Como não falar, neste tempo de isolamento e limitação dos deslocamentos físicos, da vontade de viajar, de conhecer lugares novos, de poder encontrar objetos no mundo que nos possam maravilhar e tirar da experiência cotidiana ? Muitas vezes buscamos nas viagens e nos nossos sonhos com lugares distantes a experiência transformacional. Wanderlust, desejo ardente de viajar, pode ser lido também como o anseio pela revivescência de uma experiência transformacional e estética, a busca da novidade que nos traz para mais perto de nós mesmos.
Segundo o site “Significados” ( https://www.significados.com.br ) “wanderlust é uma palavra em alemão que pode ser traduzida como um desejo intrínseco e profundo de viajar.
Ela é formada da junção de outras duas outras palavras alemãs. Wander, que encontra origem no verbo wandern e corresponde à prática da caminhada ou trilha. E lust, que quer dizer luxúria, ou mais que um desejo, uma vontade profunda.
O sentimento representado por wanderlust é de querer viajar pelo mundo mais do que qualquer outra coisa. É de não sentir-se confortável quando se está estável em um local. É um interesse genuíno por conhecer novas culturas e explorar ambientes ainda não conhecidos.
Diz-se do wanderlust que quanto mais se alimenta esta ânsia, mais ela cresce. Mais lugares surgem no mapa para visitar, e mais inquieta por mudar de lugar torna-se a pessoa.”
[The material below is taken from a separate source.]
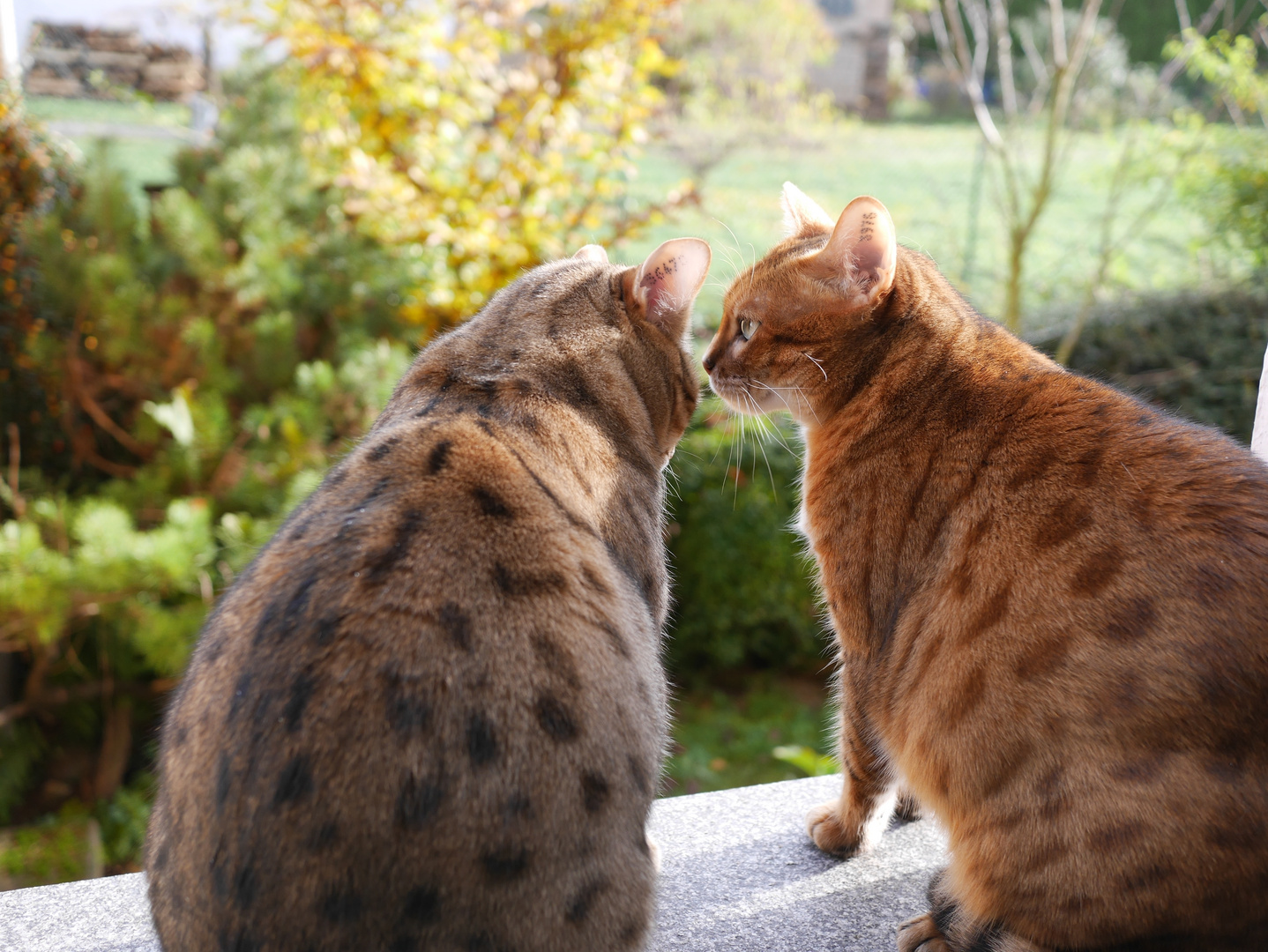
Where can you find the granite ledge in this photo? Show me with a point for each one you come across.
(738, 874)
Wanderlust pode ser também uma saudade de lugares imaginados , idílicos, onde nunca estivemos antes. Como dizia Renato Russo ” meu vício de insistir nessa saudade que eu sinto de tudo que eu ainda não vi”. Num nível profundo, uma busca de natureza estética, e até mística, que nos impele a buscar o objeto transformacional nos lugares, nas obras de arte, nas experiências e nas pessoas.
A possibilidade de trabalho virtual abriu para alguns a chance de deslocamentos outrora inimaginados, enquanto que outros, mais tementes do contágio, ou limitados por outras razões, viveram 2020 dentro de casa e podendo viajar apenas na sua imaginação. Acostumados a viajar e sonhar com viajens, levamos um grande susto com a pandemia que fechou fronteiras e aumentou a desconfiança entre as pessoas, sendo o medo do contágio uma nova roupagem para o medo do estrangeiro que sempre esteve presente em nossas vidas. Um vírus que veio da China para nos lembrar que não somos tão livres assim, que não somos imbatíveis.
Wanderlust, vontade de viajar, tivemos que lidar com a necessidade de ficar em casa e buscar as experiências transformacionais de outra maneira… Que vontade de sair de casa, livremente, encontrar pessoas e viajar! Mas precisamos esperar ainda mais um pouco, e ousar viajar para dentro de nós mesmos, sonhar com o presente e redescobrir no aqui e no agora a beleza de viver.